Fully attaining such lofty goals has proved elusive for both the Afghan government and the NATO coalition, and Hairan said he’s tired of unfulfilled promises.

“In the past, politicians always promised new things, but nothing happened,” he said.

Sardar Wali, who stopped by to purchase a few odds and ends from Hairan, agreed.

“Many promises have gone unfulfilled,” he lamented, adding that he’s looking for a candidate who will bring better things for Afghanistan and Islam.

A former foreign minister under Karzai, who later fell out with him, Abdullah Abdullah ran for president in 2009, but dropped out after allegations that the vote was rigged in Karzai’s favor. United Nations officials at the time said there was evidence of “widespread fraud.”

Noor Mohammad Noor, a spokesman for Afghanistan’s Independent Election Commission, called on all the candidates to respect the wide range of election rules and regulations that govern things like how much each campaign can spend, and the use of government resources for political purposes.

For Hairan and Wali, however, the larger fear this time is that foreign governments like neighboring Pakistan and Iran, as well as the United States, will interfere.

“If there is corruption it will come from abroad,” Wali said.

In a recently published memoir, former U.S. Secretary of Defense Robert Gates accused U.S. diplomats of working behind the scenes to support opponents who might defeat Karzai in the 2009 election, which Gates referred to as a “clumsy and failed putsch.” A spokeswoman for the U.S. National Security Council denied Gates’ allegations as “categorically false,” in a statement to The Guardian last month.

Afghan authorities are in charge of the election process. Apparently to allay fears of outside influence, U.S. officials confirmed last week that they had canceled funding that had been provided for opinion polling in the run up to the election.

The candidates range from Abdul Rab Rasoul Sayyaf, whose connections to jihadists have caused controversy, to Ashraf Ghani Ahmadzai, a former finance minister who also ran in 2009. Other top contenders include Abdullah; the president’s businessman brother, Qayyum Karzai; as well as another former finance minister, Zalmai Rassoul.

Faiz Mohammad Zaland, a spokesman for Ahmadzai, said his candidate’s campaign will seek to take advantage of the new communications technology that has proliferated since the fall of the Taliban.

“During the campaign, our main focus will be on the information technology,” he told Stars and Stripes. “Whether it is social media, or voicemails, text messages — we want to reach as many people as we can.”

Zaland acknowledged that the election will face security threats, just as Afghans face such risks every day. But he vowed that the campaign would move forward despite any menace posed by continued fighting or attacks.

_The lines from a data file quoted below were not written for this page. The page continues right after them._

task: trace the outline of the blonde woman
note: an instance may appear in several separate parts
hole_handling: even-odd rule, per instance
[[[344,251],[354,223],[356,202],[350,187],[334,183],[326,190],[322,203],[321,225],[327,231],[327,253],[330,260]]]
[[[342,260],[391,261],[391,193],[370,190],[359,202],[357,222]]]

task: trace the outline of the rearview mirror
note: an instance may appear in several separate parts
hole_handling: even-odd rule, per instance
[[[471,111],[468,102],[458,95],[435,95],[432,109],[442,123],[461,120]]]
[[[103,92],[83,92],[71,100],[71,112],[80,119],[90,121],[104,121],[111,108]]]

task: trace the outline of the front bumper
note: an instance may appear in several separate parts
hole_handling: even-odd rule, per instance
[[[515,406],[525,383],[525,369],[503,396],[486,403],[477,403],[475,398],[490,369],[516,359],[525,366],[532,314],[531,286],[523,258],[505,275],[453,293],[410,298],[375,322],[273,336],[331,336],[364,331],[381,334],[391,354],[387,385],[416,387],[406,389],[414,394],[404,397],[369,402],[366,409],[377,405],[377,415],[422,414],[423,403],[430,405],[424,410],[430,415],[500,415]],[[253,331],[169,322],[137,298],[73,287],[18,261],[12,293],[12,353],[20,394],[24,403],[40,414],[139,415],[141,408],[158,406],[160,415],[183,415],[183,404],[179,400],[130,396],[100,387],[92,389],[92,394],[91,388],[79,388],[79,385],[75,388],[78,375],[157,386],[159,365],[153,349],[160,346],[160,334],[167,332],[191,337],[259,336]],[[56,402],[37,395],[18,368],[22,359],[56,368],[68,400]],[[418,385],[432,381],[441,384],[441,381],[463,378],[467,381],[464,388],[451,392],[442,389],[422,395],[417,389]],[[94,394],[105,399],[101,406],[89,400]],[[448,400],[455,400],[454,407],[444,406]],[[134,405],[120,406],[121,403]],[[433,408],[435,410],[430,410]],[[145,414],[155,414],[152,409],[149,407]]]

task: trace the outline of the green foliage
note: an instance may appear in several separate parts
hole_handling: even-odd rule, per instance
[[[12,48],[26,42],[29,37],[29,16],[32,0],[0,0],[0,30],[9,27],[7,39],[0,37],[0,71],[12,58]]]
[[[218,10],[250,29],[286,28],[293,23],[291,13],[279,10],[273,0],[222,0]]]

Election commission representatives met with officials from the Defense and Interior ministries, as well as the domestic intelligence agency on Saturday to discuss security for candidates, their staffs and polling places, according to commission spokesman Noor.

“They have assured us that they will help to strengthen security for the election,” he told Stripes.

Kabul residents appeared to take the potential security risks in stride.

“There are definitely threats to the elections, because the Taliban see them as illegitimate,” said Hairan, the young shopkeeper. “But I don’t worry about that. When the time comes, I will vote.”

Zubair Babakarkhail contributed to this report.